Details on quad-core AMDs

Pradeep

Storage? I am Storage!
Joined
Jan 21, 2002
Messages
3,845
Location
Runny glass
Looks like they have made quite a few changes, in many areas. I might skip the dual core gen and go straight to the quads in 2007.

http://theinquirer.net/default.aspx?article=35011

Barcelona is the first native quad-core AMD CPU, commonly but wrongly referred to as K8L. It is the first real new core from the chipmaker in quite a while, not merely a massaged version of what came before. You should be seeing it in Q2/07, although some whispers are now saying Q3.

Other than four cores, the most obvious difference is the new widened SSE instructions. On the pre-Barcelona parts, SSE was done in 64 bit chunks, so if you wanted to do a 128b operation, you needed two passes, possibly more. With the widening of SSE, it should immediately double throughput on SSE instructions. Obviously media operations will benefit, but HPC and FP heavy ops will get a solid kick in the pants too.

In addition to the obvious width change, several less noticeable changes were made to support it. Instruction fetch was upped from 16B/cycle to 32B and support for unaligned load ops was added and cache bandwidth was doubled to support this. Last but not least the FP scheduler was widened from 64 to 128b.

The enhanced IPC is more a case of little improvements adding up to a bigger bang rather than any single thing standing out. The SSE improvements add a bit here and there to start with, and a better branch predictor adds to this. It is bigger and better with a larger history, a dedicated 512 entry indirect predictor, and the return stack is doubled in size.

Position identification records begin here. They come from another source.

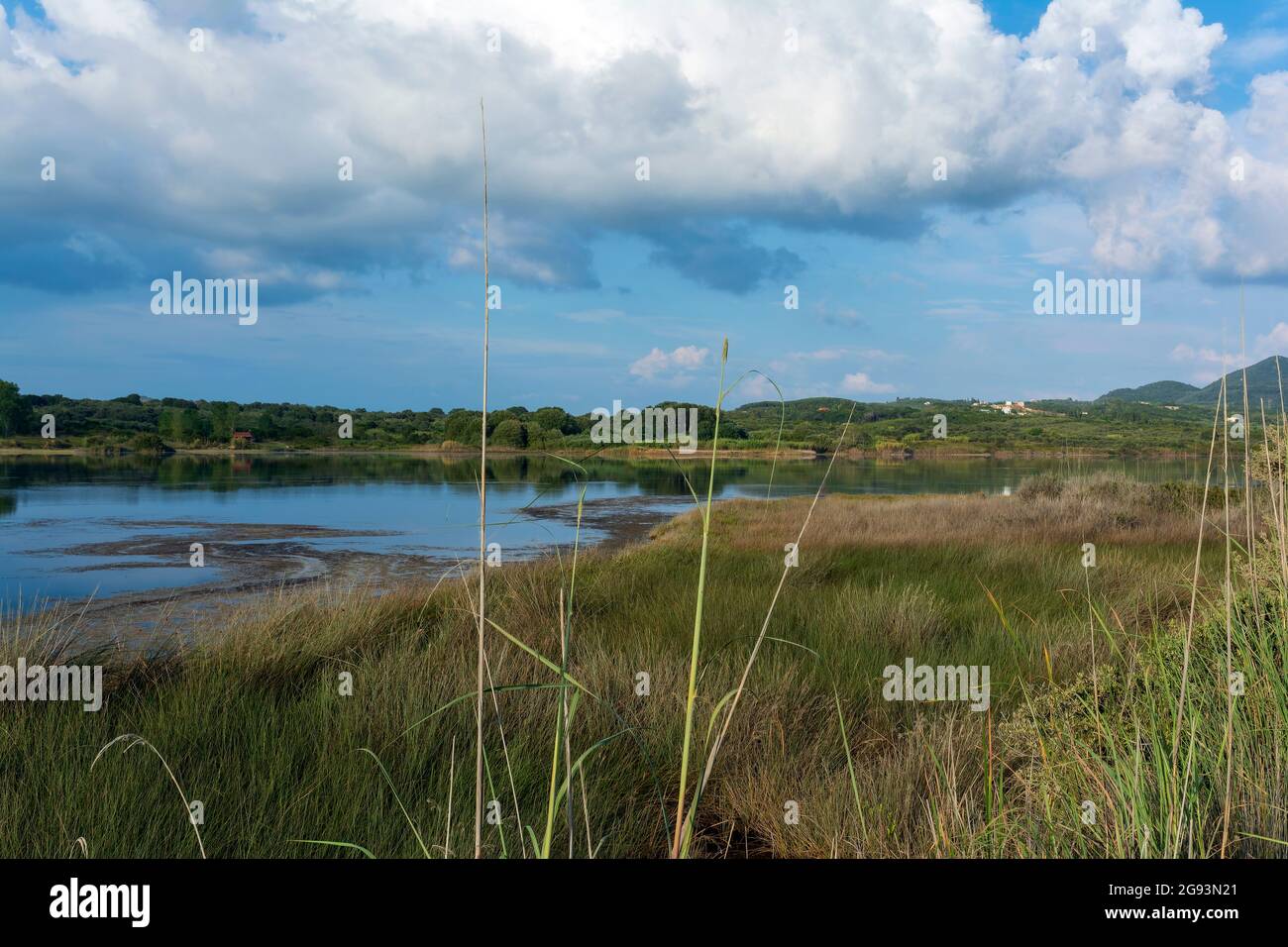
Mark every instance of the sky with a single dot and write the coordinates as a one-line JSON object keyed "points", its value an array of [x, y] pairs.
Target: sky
{"points": [[661, 176]]}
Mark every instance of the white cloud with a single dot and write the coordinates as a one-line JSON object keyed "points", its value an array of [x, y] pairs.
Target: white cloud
{"points": [[658, 363], [859, 382], [239, 145]]}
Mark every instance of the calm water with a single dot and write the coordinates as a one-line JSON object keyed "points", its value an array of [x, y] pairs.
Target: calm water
{"points": [[73, 527]]}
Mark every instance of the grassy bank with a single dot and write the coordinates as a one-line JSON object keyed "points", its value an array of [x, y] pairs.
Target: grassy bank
{"points": [[254, 724]]}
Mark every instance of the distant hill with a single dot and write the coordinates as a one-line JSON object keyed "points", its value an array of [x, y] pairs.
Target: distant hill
{"points": [[1154, 393], [1262, 384]]}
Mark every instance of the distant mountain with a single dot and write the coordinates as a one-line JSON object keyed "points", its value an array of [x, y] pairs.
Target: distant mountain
{"points": [[1262, 384], [1155, 393]]}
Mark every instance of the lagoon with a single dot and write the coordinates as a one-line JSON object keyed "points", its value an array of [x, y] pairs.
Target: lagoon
{"points": [[75, 527]]}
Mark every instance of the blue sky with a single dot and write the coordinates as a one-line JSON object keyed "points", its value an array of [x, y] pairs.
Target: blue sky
{"points": [[768, 166]]}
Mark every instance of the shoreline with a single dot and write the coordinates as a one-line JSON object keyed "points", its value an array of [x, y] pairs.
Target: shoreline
{"points": [[128, 617], [625, 454]]}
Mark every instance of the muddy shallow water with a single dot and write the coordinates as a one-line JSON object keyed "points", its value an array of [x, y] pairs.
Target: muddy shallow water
{"points": [[119, 532]]}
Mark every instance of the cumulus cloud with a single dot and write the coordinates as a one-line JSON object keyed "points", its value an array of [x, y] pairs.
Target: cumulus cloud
{"points": [[859, 382], [658, 363], [163, 153]]}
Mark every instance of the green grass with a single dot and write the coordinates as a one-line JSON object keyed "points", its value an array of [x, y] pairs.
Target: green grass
{"points": [[253, 723]]}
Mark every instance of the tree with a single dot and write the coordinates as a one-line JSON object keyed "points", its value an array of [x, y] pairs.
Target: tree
{"points": [[11, 408], [510, 433], [223, 419]]}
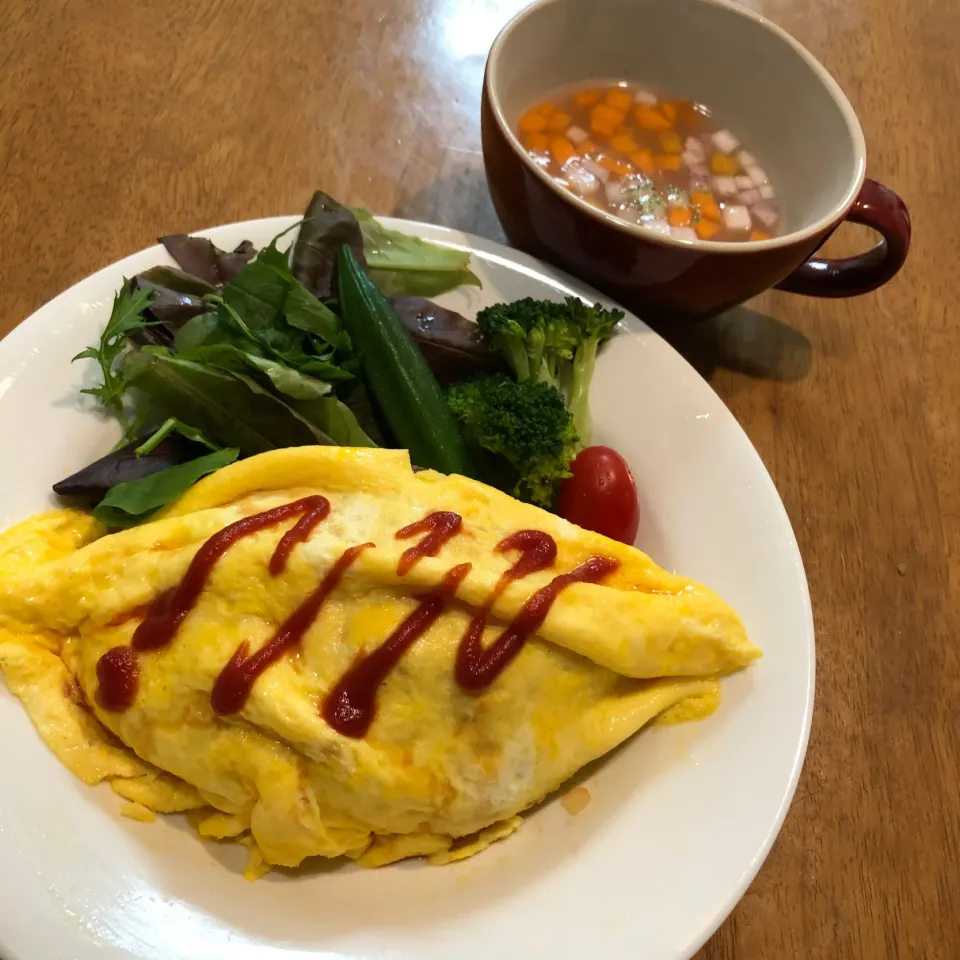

In the catching up with Intel side of things, added a sideband stack optimizer, out of order load execution and data dependent divide latency. They also upped the TLB to support 1G pages, 48 bit physical addressing, and improved the ITLB and DTLBs. There are also more fastpath instructions and a few more bit manipulation instructions and SSE extensions.

For RAM efficiency, one of the main things they did was make the two memory controllers on the chip act independently, up to Rev G they could only act in lockstep. This lets AMD hit two memory locations at once, potentially a big win for server type apps, but for single users, it's benefit is less clear.

On top of this, they changed the northbridge a lot increasing buffers and adding support for new DRAM types. The Barcelona controller will do FBD if necessary, but the chances of you seeing that are something less than zero. AMD also updated the way paging is done and modified the way write bursting happens.

Additionally, one of the big complaints I hear is prefetch, and that has been comprehensively addressed. They now track positive, negative and non-unit strides, and have a dedicated prefetch buffer. On top of that, Barcelona is much more aggressive in how they fill idle ram cycle and updated the core prefetchers on both the L1D and L1I side.

The newer L3 cache is called a 'victim cache', it sits on top of the existing discrete L2 caches, and is shared among the cores. The big thing here is that if the caches are empty, the request goes to L1 cache. If that fills, the data line is evicted to L2, and when L2 fills, it goes to L3. If a core reads from L3, there are one of two things that can happen. If it is data, the line is moved to L1D, but if it is instructions, the line may be moved to L1I, or it may be copied to L1I and left in L3. The L3 is not exclusive, and the point of this is that code is often shared among the cores while data is far less often. The cache lines have performance hints associated with them that will clue to cores in on the whole copy vs move debate.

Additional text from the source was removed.